Но как только поезд подошел к перрону Тифлисского вокзала, Авель, не слушая никаких возражений, подхватил оба чемодана и быстро зашагал к привокзальной площади. Наняв фаэтон, он уложил чемоданы, затем помог подняться в коляску сперва матери, а затем и дочери. Усаживаясь, девушка в последний раз улыбнулась Авелю и повторила свое приглашение:
— Не забудьте! Александровская, дом сорок. Фаэтон тронулся. Авель, словно окаменев, долго стоял, глядя ему вслед. В ушах его звучал ласковый, нежный голос, повторяющий:
— Непременно приходите к нам! Александровская, дом сорок!
9
Генерал Дебиль, заложив ногу на ногу и меланхолически покачивая кончиком лакированного сапога, слушал Лунича. Тот докладывал ему об аресте Афанасьева и о результатах обыска, произведенного на квартире арестованного.

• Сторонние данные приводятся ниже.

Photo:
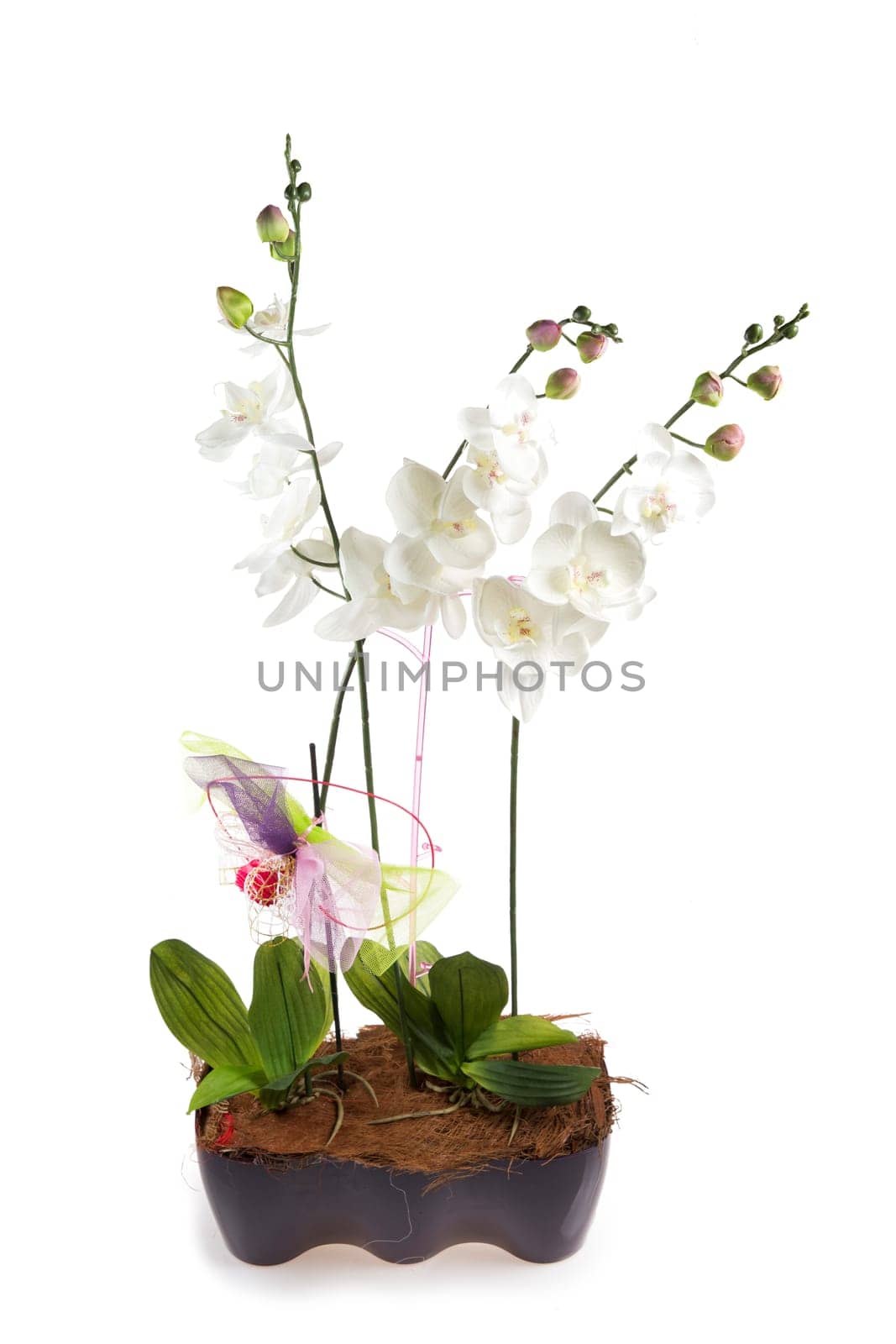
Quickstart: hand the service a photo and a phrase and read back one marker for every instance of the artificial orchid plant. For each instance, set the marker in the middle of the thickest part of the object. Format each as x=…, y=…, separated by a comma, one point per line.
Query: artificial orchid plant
x=322, y=905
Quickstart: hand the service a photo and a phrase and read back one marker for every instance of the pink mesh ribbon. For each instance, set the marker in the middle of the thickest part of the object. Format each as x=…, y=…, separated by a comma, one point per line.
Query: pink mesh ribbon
x=335, y=894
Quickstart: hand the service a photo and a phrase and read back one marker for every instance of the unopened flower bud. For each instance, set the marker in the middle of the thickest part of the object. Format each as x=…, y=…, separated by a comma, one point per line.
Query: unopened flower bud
x=707, y=390
x=562, y=385
x=271, y=225
x=590, y=346
x=765, y=381
x=235, y=307
x=258, y=884
x=726, y=443
x=543, y=335
x=285, y=250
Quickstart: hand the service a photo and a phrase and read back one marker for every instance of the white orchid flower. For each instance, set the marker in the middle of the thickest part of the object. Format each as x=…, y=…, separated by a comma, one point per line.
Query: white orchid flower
x=578, y=561
x=284, y=454
x=271, y=322
x=668, y=486
x=282, y=558
x=513, y=428
x=379, y=598
x=248, y=410
x=439, y=517
x=530, y=636
x=488, y=486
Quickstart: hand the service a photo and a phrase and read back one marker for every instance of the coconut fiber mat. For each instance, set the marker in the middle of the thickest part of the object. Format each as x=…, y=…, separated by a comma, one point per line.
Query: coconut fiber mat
x=463, y=1142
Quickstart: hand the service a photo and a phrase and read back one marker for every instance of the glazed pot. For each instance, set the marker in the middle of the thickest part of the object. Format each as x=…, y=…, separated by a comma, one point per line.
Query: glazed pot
x=537, y=1210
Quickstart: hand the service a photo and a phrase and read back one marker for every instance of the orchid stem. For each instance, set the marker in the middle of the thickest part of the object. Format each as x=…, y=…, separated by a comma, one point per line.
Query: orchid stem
x=375, y=844
x=778, y=335
x=295, y=208
x=333, y=978
x=333, y=730
x=515, y=759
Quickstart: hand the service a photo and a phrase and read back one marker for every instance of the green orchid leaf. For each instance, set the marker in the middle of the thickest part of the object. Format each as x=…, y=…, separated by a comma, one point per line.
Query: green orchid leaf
x=432, y=1046
x=469, y=995
x=201, y=1005
x=317, y=1062
x=289, y=1015
x=513, y=1034
x=532, y=1085
x=226, y=1081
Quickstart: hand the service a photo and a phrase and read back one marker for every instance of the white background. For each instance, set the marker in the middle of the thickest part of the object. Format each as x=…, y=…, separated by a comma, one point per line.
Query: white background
x=707, y=866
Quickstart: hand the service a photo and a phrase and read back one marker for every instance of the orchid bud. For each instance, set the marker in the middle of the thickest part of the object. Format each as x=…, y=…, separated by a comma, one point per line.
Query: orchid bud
x=765, y=381
x=258, y=884
x=237, y=308
x=707, y=390
x=285, y=250
x=271, y=225
x=543, y=335
x=590, y=346
x=726, y=443
x=562, y=385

— Было обнаружено более трехсот книг, четырнадцать брошюр, одиннадцать журналов, четыре стопки статей, вырезанных из разных журналов. Как вы могли убедиться, ваше превосходительство, все наши предположения полностью подтвердились. Квартира арестованного представляла собой подлинное хранилище крамольной литературы. Среди бумаг были обнаружены также и рукописи. Особого внимания заслуживает одна из них. Это обращение к рабочим, заключающееся следующим призывом…
Лунич приоткрыл небольшую изящную папку, достал оттуда листок бумаги и прочел:
— «Сплотитесь в одну грозную, дисциплинированную силу! У вас только две возможности для того, чтобы выйти из тяжкого положения, в котором вы находитесь: или борьба, или полное подчинение ярму капитала. Я призываю вас следовать за теми, кто решил бороться…»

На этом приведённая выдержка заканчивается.